Monday, July 2, 2012
Our Least Christian President
In an editorial in today's USA Today, Stephen Prothero criticizes David Barton's characterization of Thomas Jefferson as a Christian, decries the vitriolic invective of much of today's political discourse, and then advocates, as a solution, what he calls "The American Bible," a canon of significant speeches, songs and stories that describe what we are as a nation ("Our least Christian president" – July 2, 2012). Mr. Prothero's suggested canon includes texts running from the Declaration of Independence to Martin Luther King's "I have a dream" speech, and would presumably be something upon which we could all agree.
We have previously expressed our own reservations about the quality of David Barton's work ("Did the Founding Fathers Create a Christian Nation?" – Oct. 20, 2011), and would certainly agree that Thomas Jefferson was not a Christian, at least not in any orthodox, evangelical sense of the word.

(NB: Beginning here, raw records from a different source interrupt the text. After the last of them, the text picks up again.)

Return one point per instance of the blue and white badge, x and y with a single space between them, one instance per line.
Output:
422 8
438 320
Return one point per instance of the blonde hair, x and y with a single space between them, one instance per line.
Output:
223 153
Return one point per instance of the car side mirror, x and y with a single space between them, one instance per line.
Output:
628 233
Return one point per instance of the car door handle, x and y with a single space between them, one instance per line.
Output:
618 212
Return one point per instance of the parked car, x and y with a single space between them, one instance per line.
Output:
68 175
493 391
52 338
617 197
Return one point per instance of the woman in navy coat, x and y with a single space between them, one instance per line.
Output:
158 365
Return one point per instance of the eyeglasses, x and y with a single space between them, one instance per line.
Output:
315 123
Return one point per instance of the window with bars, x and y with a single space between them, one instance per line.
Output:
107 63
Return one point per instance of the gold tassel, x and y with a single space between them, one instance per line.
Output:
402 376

But is it true, as Mr. Prothero suggests, that "Americans have never agreed on a common creed of our public life"?
It is certainly true that America, as an independent nation, never adopted a formal religious creed, and we treasure the right of each individual to follow the dictates of his own conscience in matters of religious belief and practice. But the Declaration of Independence is, arguably, a kind of "creed of our public life," in that it lays out the basic philosophical principles upon which our republic was founded. And that statement of principles says quite explicitly that "We hold these truths to be self-evident: that all men are created equal, that they are endowed by their Creator with certain unalienable rights, that among these are life, liberty, and the pursuit of happiness." While it is true that Jefferson was no orthodox Christian, it is also true, as Mr. Prothero himself points out, that he was not an atheist either. He genuinely believed what he wrote in the Declaration. Our rights and liberties are not man-made, but are grounded in "the laws of nature and nature's God."

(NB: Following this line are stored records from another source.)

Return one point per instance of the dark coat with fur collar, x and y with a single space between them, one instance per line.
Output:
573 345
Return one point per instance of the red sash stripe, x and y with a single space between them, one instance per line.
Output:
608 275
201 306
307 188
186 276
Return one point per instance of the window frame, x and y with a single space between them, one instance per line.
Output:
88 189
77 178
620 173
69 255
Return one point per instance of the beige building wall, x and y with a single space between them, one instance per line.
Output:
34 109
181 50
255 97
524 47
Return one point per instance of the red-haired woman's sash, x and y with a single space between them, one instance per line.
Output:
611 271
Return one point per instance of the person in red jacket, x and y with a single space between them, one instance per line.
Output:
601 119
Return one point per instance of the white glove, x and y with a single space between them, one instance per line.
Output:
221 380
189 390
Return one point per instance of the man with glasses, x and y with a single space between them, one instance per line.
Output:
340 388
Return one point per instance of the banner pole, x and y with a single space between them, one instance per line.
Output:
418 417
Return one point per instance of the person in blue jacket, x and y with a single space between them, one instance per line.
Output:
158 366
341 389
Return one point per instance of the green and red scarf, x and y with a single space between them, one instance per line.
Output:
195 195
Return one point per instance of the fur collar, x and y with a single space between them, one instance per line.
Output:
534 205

Time and time again, in times of crisis and doubt, we have come back to these golden principles enshrined in our nation's founding document. Our wisest leaders, including both Abraham Lincoln and Martin Luther King, Jr., have appealed to its ringing cadences in pleading for justice and humanity in our public life.
No, America is not a Christian nation, if by Christianity we mean belief that Jesus Christ is the Son of God and the Savior of the world. But America has always acknowledged God as the Author of its liberties, and of its peace and prosperity. Without God, our system of government withers and dies.
Note: Our readers may be interested to know that someone actually has put together a collection of speeches, poems and stories that epitomize our values as a nation. The book to which we refer is George Grant's The American Patriot's Handbook (Cumberland House, 2009).